Install package for workers

dovy opened this issue · 4 comments

dovy commented

I'm running everything locally as I want with the dataflow runner (using the new Apache Beam SDK). I'm using sqlalchemy, a popular ORM.

As I deploy to Dataflow using the DataflowPipelineRunner, I get the following:

No module named sqlalchemy.sql

I've tried running dataflow in and out of a pyenv. I've also set a requirements.txt. Nothing else is broken except for this. Meaning all other packages seem to work as expected.

Any ideas?

Full error:
An exception was raised when trying to execute the work item <BatchWorkItem s01 steps=Writing to RDS/WriteImpl/initialize_write-in0/Read+Writing to RDS/WriteImpl/initialize_write+Writing to RDS/WriteImpl/initialize_write-out0/Write 166444193180234443> : Traceback (most recent call last): File "/usr/local/lib/python2.7/dist-packages/dataflow_worker/batchworker.py", line 474, in do_work work_executor.execute() File "dataflow_worker/executor.py", line 909, in dataflow_worker.executor.MapTaskExecutor.execute (dataflow_worker/executor.c:24411) op.start() File "dataflow_worker/executor.py", line 473, in dataflow_worker.executor.DoOperation.start (dataflow_worker/executor.c:14273) def start(self): File "dataflow_worker/executor.py", line 478, in dataflow_worker.executor.DoOperation.start (dataflow_worker/executor.c:13554) pickler.loads(self.spec.serialized_fn)) File "/usr/local/lib/python2.7/dist-packages/apache_beam/internal/pickler.py", line 198, in loads return dill.loads(base64.b64decode(s)) File "/usr/local/lib/python2.7/dist-packages/dill/dill.py", line 260, in loads return load(file) File "/usr/local/lib/python2.7/dist-packages/dill/dill.py", line 250, in load obj = pik.load() File "/usr/lib/python2.7/pickle.py", line 858, in load dispatch[key](self) File "/usr/lib/python2.7/pickle.py", line 1133, in load_reduce value = func(*args) File "/usr/local/lib/python2.7/dist-packages/dill/dill.py", line 726, in _import_module return getattr(__import__(module, None, None, [obj]), obj) ImportError: No module named sqlalchemy.sql

Could you look at the worker logs? Do you see your package being installed as expected?

dovy commented

@aaltay I sent you an email. It seems like now that I have everything properly structured we have a crash on our pip install command. I would so prefer to run pip install -r requirements.txt than specify manually in REQUIRED_PACKAGES within my setup.py.

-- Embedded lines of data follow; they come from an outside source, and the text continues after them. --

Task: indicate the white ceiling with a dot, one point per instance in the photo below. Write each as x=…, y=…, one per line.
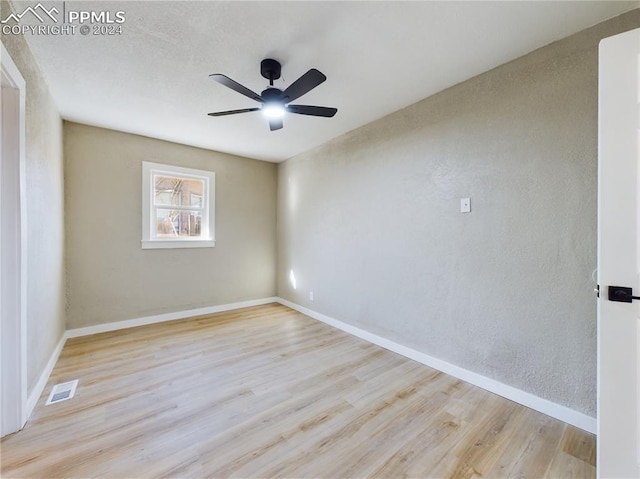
x=378, y=56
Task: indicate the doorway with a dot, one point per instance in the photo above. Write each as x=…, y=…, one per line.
x=13, y=327
x=619, y=256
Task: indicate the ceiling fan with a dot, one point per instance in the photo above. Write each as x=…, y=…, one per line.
x=276, y=102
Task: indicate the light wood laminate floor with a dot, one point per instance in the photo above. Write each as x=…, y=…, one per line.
x=267, y=392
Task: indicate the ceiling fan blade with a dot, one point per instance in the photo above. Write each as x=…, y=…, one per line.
x=233, y=112
x=312, y=110
x=275, y=123
x=234, y=85
x=302, y=85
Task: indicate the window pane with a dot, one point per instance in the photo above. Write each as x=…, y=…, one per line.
x=176, y=191
x=178, y=224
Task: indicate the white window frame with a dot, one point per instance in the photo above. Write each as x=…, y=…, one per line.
x=149, y=232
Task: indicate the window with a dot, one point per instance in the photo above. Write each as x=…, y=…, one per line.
x=177, y=207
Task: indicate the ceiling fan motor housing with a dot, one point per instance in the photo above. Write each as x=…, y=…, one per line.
x=270, y=69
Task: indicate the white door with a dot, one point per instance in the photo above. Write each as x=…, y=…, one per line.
x=13, y=386
x=619, y=256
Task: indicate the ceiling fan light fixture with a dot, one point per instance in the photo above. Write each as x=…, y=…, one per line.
x=273, y=110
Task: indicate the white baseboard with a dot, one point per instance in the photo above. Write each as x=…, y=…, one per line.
x=563, y=413
x=159, y=318
x=38, y=389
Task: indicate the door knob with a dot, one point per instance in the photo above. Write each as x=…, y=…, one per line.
x=621, y=294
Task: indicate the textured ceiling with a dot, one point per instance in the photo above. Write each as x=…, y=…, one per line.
x=379, y=57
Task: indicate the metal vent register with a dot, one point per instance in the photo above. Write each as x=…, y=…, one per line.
x=62, y=392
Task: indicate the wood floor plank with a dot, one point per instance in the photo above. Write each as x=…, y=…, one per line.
x=267, y=392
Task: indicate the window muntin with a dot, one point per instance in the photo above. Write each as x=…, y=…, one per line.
x=178, y=207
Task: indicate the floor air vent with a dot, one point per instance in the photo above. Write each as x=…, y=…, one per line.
x=62, y=392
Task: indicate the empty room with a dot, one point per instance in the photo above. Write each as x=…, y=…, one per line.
x=317, y=239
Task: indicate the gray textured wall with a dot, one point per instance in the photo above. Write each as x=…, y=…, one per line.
x=111, y=278
x=370, y=223
x=45, y=211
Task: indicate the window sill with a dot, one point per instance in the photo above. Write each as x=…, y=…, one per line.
x=173, y=244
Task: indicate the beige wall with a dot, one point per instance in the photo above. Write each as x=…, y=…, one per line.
x=370, y=223
x=110, y=278
x=45, y=212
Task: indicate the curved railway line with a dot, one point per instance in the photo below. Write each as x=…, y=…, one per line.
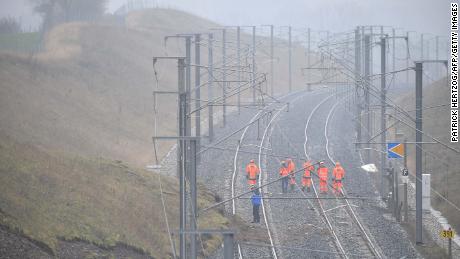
x=339, y=231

However, if this is not possible, how do I specify the versions within REQUIRED_PACKAGES? == doesn't seem to be working.

Oh how I wish the local runner would perform the same. Waiting for a spinup of dataflow slows down this debug process something fierce.

@dovy was your idea to use sqlalchemy together with Cloud SQL? If so, did you get it up and running?

I remember @dovy's issue was resolved. Closing this. Please re-open if there are additional questions on the original issue.